Wednesday 31 October 2012

Tim Tyler: Hughes, On the Origin of Tepees (review)

Transcript:

Hi! I'm Tim Tyler, this is a review of this book:

On the Origin of Tepees - by Jonnie Hughes
This book has a title which is obviously based on Charles Darwin's 1859 book. It's about the author's discovery of cultural evolution and memetics. The author imitates Darwin's trip to the Galapagos by seeking out cultural islands within the American mainland - mainly looking at artefacts - hats, barns and tepees. It is an unusual mixture of popular science and road trip.

The author uses the metaphor of view-point-altering googgles to help describe his journey. When he puts the goggles on he looks at things through the eyes of a cultural evolutionist - and the world looks pretty different and unusual to him.

The memetics in this book is good. Jonnie Hughes has a pretty good understanding of the topic, in my opinion.

The author spends most of the book on cultural evolution, and then describes how the "gene" revolution - which transformed evolutionary biology in the 1950s and 1960s - has a direct parallel in cultural evolution - which has its own little bits of inherited cultural information: memes. This insight has led to the "meme's eye view" - and other important developments.

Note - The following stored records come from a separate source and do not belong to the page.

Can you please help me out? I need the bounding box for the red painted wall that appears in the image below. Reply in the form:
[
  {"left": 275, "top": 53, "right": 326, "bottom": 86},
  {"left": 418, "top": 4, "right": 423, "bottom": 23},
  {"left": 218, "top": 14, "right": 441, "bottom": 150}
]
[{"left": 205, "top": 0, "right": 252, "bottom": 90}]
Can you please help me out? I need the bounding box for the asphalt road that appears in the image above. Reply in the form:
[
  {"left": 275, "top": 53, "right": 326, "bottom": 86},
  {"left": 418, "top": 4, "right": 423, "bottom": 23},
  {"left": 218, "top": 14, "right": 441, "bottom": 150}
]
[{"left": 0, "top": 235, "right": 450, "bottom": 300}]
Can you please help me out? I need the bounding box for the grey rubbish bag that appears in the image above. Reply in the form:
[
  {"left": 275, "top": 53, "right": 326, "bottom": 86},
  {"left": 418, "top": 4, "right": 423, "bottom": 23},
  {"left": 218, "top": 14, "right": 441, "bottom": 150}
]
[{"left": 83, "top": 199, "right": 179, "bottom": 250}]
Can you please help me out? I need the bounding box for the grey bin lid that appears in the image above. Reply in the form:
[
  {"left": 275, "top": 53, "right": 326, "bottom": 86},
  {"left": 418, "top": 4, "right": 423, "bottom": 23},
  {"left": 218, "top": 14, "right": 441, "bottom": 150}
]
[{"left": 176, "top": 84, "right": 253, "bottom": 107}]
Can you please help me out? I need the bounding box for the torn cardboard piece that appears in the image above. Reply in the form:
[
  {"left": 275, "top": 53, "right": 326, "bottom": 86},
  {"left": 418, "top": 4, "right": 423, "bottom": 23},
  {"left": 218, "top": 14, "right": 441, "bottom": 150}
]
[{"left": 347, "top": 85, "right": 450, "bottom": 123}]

If I made scientific criticisms, I would first point to the author's endorsement of internalism, which I find to be an unhelpful perspective. The other thing that I thought was wrong was his explanation for why memes have not made much progress in academia. He says it is the difficulty in actually identifying them in the brain. That isn't really the right answer. Plenty of other things that can't be directly observed don't face the same problem. There are several other reasons why academia has had trouble digesting memetics.

Much of the serious science in the book is confined to a bibliography at the end. It is four pages long. I would have preferred the whole book to have been like that. Memetics needs the attention of scientists more than it needs conversion stories by science writers.

Lastly I'll tell you about my favourite bit of the book. It's a bit near the end - where the author likens pioneer species colonising a new environment to memes colonising an infant's mind. Hughes explains in some detail how the early species in an environment create the ecosystem for those that follow them - in the same way that early memes create a mental environment for the more complex ones that follow them. This is a beautiful analogy, and in the hands of an eloquent science writer like Hughes, it is a joy to read.

Let's hope Jonnie keeps those memes coming in the future.